Banks Balk at Making Tax Refund Loans Without Signal by IRS

The Internal Revenue Service's decision to stop indicating whether customers are entitled to claimed tax refunds used to collateralize loans is causing some banks to quit the business.

Without credit checks from the federal government, bankers fear these typically small-loan customers will take the money and run.

As a result, bankers say they are forced to raise rates, refuse customers, or get out of the business entirely. Lending against tax refunds was a $300 million business for banks last year, according to the Electronic Filing Coalition of America, a Washington-based trade group.

So far, Mellon Bank Corp. of Pittsburgh and Greenwood Trust of New Castle, Del., have shut down their refund-anticipation-loan operations.

Two other major players, Columbus, Ohio-based Banc One Corp., and Beneficial Corp., a Peapack, N.J.-based finance company, have also been affected by the IRS ruling.

Banc One says it will deal with the problem by offering refund anticipation loans only to those the bank has dealt with in the past and deemed creditworthy. Beneficial could not be reached for comment.

The first refund anticipation loan was made in 1988, according to the IRS. The loans average about $1,400 and are usually taken out by people who need their tax refunds immediately to pay monthly bills.

Tax rebates from the federal government can take as long as 40 days to arrive from the time of filing.

In the past, when taxpayers seeking such a loan submitted their returns, the IRS would review the filings quickly and let the lending bank know whether or not it agreed with the refund claim.

Banks relied on this confirmation, called a direct deposit indicator, to make the loan.
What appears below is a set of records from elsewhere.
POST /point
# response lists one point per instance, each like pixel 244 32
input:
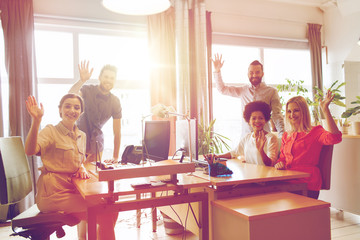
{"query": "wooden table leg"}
pixel 91 215
pixel 138 212
pixel 154 213
pixel 204 217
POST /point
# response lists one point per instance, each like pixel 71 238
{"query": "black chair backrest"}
pixel 15 176
pixel 324 165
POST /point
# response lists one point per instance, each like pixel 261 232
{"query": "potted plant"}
pixel 344 125
pixel 210 141
pixel 319 95
pixel 353 111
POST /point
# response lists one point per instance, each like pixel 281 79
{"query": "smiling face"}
pixel 107 80
pixel 293 114
pixel 70 110
pixel 257 121
pixel 255 74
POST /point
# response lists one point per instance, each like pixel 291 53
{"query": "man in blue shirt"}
pixel 256 91
pixel 100 106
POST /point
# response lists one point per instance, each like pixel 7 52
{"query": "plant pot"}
pixel 356 127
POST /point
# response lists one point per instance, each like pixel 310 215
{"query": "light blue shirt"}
pixel 248 94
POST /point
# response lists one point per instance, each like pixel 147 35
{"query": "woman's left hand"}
pixel 82 173
pixel 324 103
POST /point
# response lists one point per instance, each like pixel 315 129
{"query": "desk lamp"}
pixel 162 111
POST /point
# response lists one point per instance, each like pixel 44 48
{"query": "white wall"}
pixel 262 18
pixel 342 31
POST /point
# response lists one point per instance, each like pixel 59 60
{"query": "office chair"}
pixel 15 185
pixel 324 165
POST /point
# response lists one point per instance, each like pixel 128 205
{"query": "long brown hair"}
pixel 305 124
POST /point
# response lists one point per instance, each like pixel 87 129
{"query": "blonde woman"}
pixel 302 143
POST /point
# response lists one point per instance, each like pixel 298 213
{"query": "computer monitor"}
pixel 182 137
pixel 156 140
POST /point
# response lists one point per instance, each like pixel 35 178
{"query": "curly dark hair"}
pixel 257 106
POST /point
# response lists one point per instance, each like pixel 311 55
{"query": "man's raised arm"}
pixel 85 75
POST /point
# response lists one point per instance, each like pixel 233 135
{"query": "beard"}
pixel 106 87
pixel 255 81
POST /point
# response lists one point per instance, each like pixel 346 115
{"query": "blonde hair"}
pixel 305 119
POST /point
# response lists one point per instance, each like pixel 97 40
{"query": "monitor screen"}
pixel 182 137
pixel 156 140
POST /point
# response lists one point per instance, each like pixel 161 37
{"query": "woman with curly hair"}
pixel 258 147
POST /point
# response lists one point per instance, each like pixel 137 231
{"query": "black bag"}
pixel 132 154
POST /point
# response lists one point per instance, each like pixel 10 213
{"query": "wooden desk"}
pixel 252 179
pixel 247 179
pixel 97 192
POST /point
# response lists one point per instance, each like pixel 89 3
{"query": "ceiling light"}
pixel 136 7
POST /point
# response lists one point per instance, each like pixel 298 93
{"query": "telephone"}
pixel 132 154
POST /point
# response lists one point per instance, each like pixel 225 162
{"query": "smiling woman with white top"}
pixel 258 147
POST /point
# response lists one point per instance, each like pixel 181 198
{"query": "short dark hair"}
pixel 108 67
pixel 257 106
pixel 256 62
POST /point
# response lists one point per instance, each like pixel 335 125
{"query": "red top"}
pixel 300 151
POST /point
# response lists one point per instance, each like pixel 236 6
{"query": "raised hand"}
pixel 260 140
pixel 85 74
pixel 218 63
pixel 324 103
pixel 33 109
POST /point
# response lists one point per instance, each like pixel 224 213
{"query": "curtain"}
pixel 314 36
pixel 1 114
pixel 161 37
pixel 191 37
pixel 18 26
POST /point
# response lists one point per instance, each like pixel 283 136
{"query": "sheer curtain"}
pixel 161 37
pixel 314 36
pixel 1 112
pixel 192 26
pixel 18 26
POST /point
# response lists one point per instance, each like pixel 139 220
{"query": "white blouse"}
pixel 247 149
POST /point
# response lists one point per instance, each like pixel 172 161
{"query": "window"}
pixel 59 49
pixel 292 62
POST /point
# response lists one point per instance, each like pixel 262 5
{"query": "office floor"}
pixel 344 226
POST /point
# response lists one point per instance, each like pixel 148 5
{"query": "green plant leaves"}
pixel 209 141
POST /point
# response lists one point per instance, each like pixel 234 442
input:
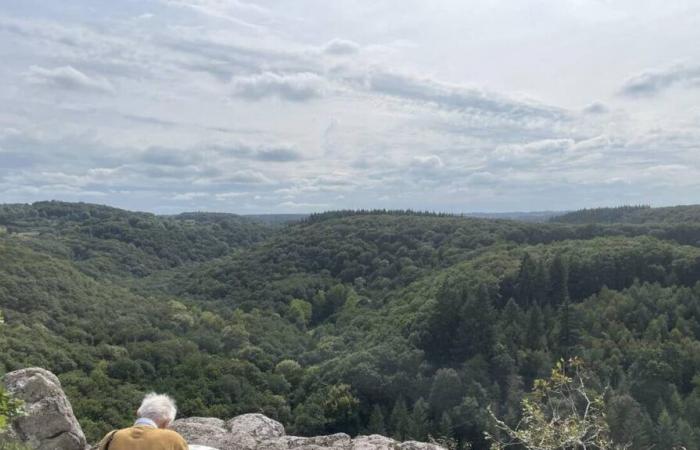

The bank loan would then get repaid by the customer's tax refund via direct deposit from the government.

The IRS said in October it would no longer provide the information to banks. The agency said the electronic notification system didn't allow it enough time to review the more than $14 billion of tax refunds it paid out last year.

"Given the fact that the (refund anticipation loan) has been used by those that were filing questionable and fraudulent returns, the decision was made by the government that we could no longer provide a facilitation of one of the tools to rip us off," said IRS spokesman Don Roberts.

Mellon won't disclose how much business it will lose by shutting down its tax refund loan operation, but spokeswoman Tilda Walsh said more than 3 million customers used the program in 1994. The bank began offering such loans in 1989, she said.

"Without the direct deposit indicator we wouldn't be able to ensure that the credit quality for the (refund anticipation loans) would be acceptable," said Ms. Walsh.

Banc One won't offer its program to new customers.